Input Format Output Format Status Description
PDF (.pdf) Text (.txt) ✅ Available Extract text with metadata and page ranges
Excel (.xlsx) Parquet (.parquet) ✅ Available Multi-sheet support with intelligent merging
XML (.xml, .xml.gz, .xml.bz2) Parquet (.parquet) ✅ Available Intelligent flattening with configurable strategies
Access (.mdb/.accdb) Parquet (.parquet) ✅ Available Cross-platform database conversion
DBF (.dbf) Parquet (.parquet) ✅ Available Legacy database with encoding detection
CSV (.csv) Parquet (.parquet) ✅ Available Auto-detection of delimiters and encoding

Key Features

🚀 Fast & Efficient

Built with performance in mind, PyForge CLI handles large files efficiently with progress tracking and memory optimization.

🎨 Beautiful Interface

Rich terminal output with progress bars, colored text, and structured tables make the CLI a pleasure to use.

🔧 Intelligent Processing

  • Automatic encoding detection for legacy files
  • Smart table discovery and column matching
  • Metadata preservation across conversions

🔌 Extensible Architecture

Plugin-based system allows for easy addition of new format converters and custom processing logic.

📊 Data Practitioner Focused

Designed specifically for data engineers, scientists, and analysts with real-world use cases in mind.

Document Processing

Convert legal documents, reports, and contracts from PDF to searchable text for analysis.

pyforge convert contract.pdf --pages "1-10" --metadata

Legacy Database Migration

Modernize old Access and DBF databases by converting to Parquet format for cloud analytics.
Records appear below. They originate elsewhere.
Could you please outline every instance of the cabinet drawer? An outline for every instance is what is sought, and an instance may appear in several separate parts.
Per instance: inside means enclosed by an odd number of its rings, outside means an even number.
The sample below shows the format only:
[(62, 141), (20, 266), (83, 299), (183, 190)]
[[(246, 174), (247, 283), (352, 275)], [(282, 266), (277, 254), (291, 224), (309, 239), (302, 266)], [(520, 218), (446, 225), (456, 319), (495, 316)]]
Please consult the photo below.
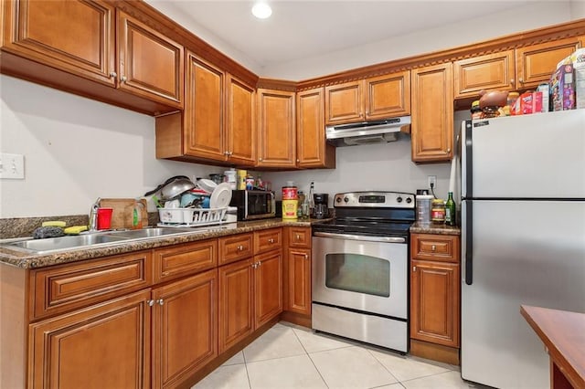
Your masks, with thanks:
[(218, 264), (216, 239), (154, 250), (154, 282), (207, 270)]
[(282, 228), (254, 232), (254, 254), (282, 248)]
[(253, 254), (253, 235), (239, 234), (219, 238), (219, 265), (235, 262)]
[(287, 227), (289, 247), (311, 248), (311, 228)]
[(150, 251), (33, 270), (30, 319), (61, 313), (149, 287), (152, 274)]
[(453, 235), (412, 234), (410, 257), (445, 262), (459, 262), (459, 237)]

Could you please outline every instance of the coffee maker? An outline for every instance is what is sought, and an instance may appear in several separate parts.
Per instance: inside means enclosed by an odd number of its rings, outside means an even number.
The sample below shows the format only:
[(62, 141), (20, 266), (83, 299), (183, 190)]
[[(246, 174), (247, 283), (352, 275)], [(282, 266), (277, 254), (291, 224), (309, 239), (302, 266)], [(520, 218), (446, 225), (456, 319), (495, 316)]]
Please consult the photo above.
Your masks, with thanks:
[(324, 219), (329, 216), (329, 194), (313, 194), (314, 203), (314, 210), (313, 217), (315, 219)]

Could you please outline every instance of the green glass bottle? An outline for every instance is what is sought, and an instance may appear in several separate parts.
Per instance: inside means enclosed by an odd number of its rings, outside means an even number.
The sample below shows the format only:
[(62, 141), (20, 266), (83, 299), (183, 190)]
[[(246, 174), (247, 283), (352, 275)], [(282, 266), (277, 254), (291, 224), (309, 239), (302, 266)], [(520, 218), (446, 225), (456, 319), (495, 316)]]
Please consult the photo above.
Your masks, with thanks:
[(449, 192), (449, 198), (445, 204), (445, 224), (455, 226), (457, 219), (455, 218), (455, 202), (453, 201), (453, 193)]

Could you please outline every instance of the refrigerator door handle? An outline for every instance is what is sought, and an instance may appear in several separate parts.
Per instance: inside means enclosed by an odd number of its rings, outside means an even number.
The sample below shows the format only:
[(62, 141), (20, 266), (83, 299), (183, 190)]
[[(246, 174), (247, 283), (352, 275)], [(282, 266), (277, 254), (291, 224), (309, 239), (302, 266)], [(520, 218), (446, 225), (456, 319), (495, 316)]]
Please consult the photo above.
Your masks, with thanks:
[(467, 200), (463, 206), (462, 220), (464, 223), (463, 247), (465, 253), (465, 283), (473, 283), (473, 202)]
[(464, 197), (473, 197), (473, 131), (471, 121), (463, 121), (465, 129), (465, 142), (463, 143), (465, 157), (463, 158), (463, 172), (462, 173), (462, 187), (463, 188)]

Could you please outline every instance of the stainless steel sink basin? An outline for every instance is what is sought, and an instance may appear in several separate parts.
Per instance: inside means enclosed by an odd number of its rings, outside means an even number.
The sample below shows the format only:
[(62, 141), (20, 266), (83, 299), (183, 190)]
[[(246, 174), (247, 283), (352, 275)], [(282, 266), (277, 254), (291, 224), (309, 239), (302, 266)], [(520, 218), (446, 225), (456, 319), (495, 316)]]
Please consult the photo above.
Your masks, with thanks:
[(109, 245), (143, 240), (152, 237), (170, 237), (174, 235), (186, 235), (204, 233), (207, 229), (158, 227), (127, 231), (107, 231), (98, 233), (85, 233), (76, 236), (49, 237), (45, 239), (24, 239), (5, 243), (4, 247), (33, 251), (43, 254), (55, 251), (65, 251), (78, 248), (105, 247)]
[(46, 239), (21, 240), (9, 243), (6, 246), (25, 248), (27, 250), (37, 252), (46, 252), (84, 247), (88, 246), (112, 244), (122, 240), (127, 240), (127, 238), (123, 237), (117, 237), (115, 235), (88, 234), (49, 237)]

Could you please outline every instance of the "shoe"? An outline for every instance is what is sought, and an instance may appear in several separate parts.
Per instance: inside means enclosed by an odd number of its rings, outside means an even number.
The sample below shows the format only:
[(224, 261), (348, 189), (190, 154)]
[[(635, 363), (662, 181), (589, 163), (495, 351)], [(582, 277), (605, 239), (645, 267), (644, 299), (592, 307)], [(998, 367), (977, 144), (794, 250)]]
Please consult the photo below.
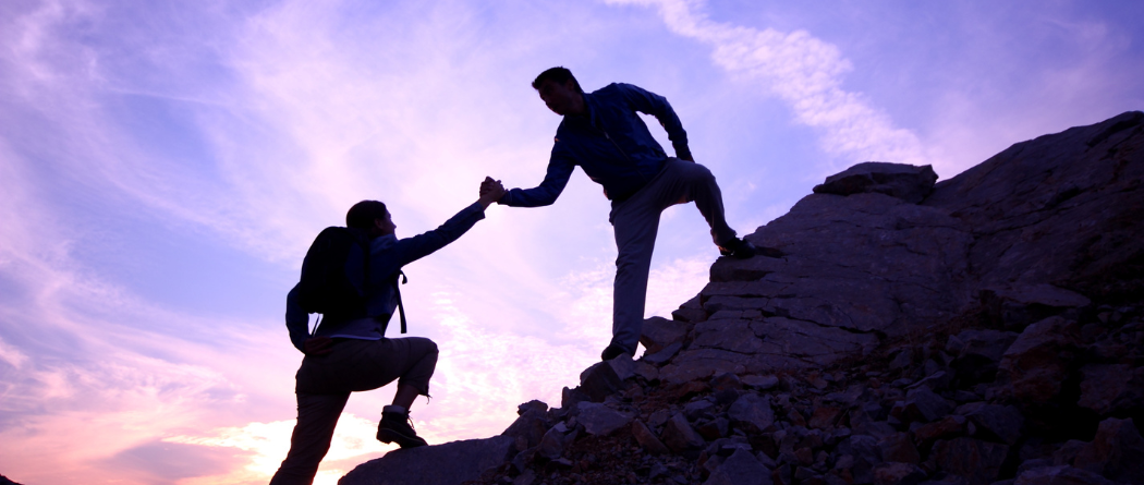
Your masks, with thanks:
[(617, 358), (617, 357), (619, 357), (621, 355), (625, 355), (625, 353), (628, 353), (628, 351), (623, 350), (622, 347), (620, 347), (620, 345), (618, 345), (615, 343), (611, 343), (599, 355), (599, 358), (601, 358), (601, 360), (611, 360), (611, 359), (614, 359), (614, 358)]
[[(389, 406), (386, 406), (387, 408)], [(396, 407), (396, 406), (395, 406)], [(413, 420), (410, 412), (384, 411), (381, 412), (381, 422), (378, 423), (378, 440), (381, 443), (394, 443), (403, 448), (426, 446), (424, 439), (413, 430)]]
[(746, 239), (733, 238), (718, 245), (718, 254), (731, 256), (737, 260), (754, 257), (757, 252), (758, 249), (755, 248), (755, 245), (747, 242)]

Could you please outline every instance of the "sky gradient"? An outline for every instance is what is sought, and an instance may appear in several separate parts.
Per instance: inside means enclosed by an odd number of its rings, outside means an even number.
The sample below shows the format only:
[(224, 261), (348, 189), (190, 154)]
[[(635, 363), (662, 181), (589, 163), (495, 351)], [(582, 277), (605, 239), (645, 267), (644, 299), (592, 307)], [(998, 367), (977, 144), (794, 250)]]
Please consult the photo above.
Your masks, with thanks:
[[(259, 484), (302, 355), (283, 321), (313, 237), (362, 199), (399, 237), (531, 188), (564, 65), (668, 98), (740, 233), (879, 160), (942, 178), (1144, 108), (1137, 1), (38, 1), (0, 3), (0, 474), (26, 484)], [(654, 120), (652, 133), (665, 146)], [(611, 328), (599, 185), (487, 218), (406, 267), (440, 348), (430, 443), (559, 405)], [(648, 316), (717, 256), (664, 214)], [(391, 329), (396, 332), (396, 329)], [(390, 334), (389, 336), (397, 336)], [(355, 393), (318, 482), (388, 448), (392, 388)]]

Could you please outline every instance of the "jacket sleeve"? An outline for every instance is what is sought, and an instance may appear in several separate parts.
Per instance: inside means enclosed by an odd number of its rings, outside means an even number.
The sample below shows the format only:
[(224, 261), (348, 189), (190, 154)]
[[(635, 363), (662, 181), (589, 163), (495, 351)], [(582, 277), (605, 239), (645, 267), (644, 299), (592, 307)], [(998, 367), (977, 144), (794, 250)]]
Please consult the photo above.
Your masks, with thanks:
[(540, 185), (532, 189), (513, 189), (505, 193), (496, 204), (510, 207), (541, 207), (556, 201), (556, 198), (564, 191), (575, 162), (572, 156), (561, 145), (559, 141), (553, 146), (553, 156), (548, 160), (548, 173)]
[(631, 109), (656, 117), (659, 124), (667, 132), (667, 138), (672, 141), (677, 158), (691, 158), (691, 149), (688, 148), (688, 132), (683, 129), (683, 122), (675, 114), (672, 104), (667, 98), (644, 88), (626, 84), (617, 84), (623, 92), (623, 97), (631, 103)]
[(432, 254), (435, 251), (447, 246), (464, 234), (472, 225), (485, 218), (485, 209), (480, 202), (461, 209), (454, 216), (440, 224), (439, 228), (414, 236), (412, 238), (398, 239), (392, 245), (380, 248), (373, 246), (370, 269), (371, 279), (375, 283), (384, 283), (383, 279), (392, 276), (402, 267)]
[(286, 294), (286, 329), (289, 331), (291, 343), (303, 351), (302, 345), (310, 337), (310, 315), (297, 303), (297, 285)]

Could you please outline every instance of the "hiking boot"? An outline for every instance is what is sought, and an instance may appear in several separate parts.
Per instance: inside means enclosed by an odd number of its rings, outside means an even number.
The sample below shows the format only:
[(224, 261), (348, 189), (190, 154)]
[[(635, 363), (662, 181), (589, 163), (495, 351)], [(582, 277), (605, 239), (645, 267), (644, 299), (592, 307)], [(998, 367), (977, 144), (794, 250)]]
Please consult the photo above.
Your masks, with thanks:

pyforge convert legacy_system.mdb
pyforge convert customer_data.dbf --encoding cp1252

Excel Data Processing

Convert complex Excel workbooks to Parquet for efficient data processing and analysis.

pyforge convert financial_report.xlsx --combine --compression gzip

XML API Data Processing

Convert XML API responses and configuration files to Parquet for data analysis.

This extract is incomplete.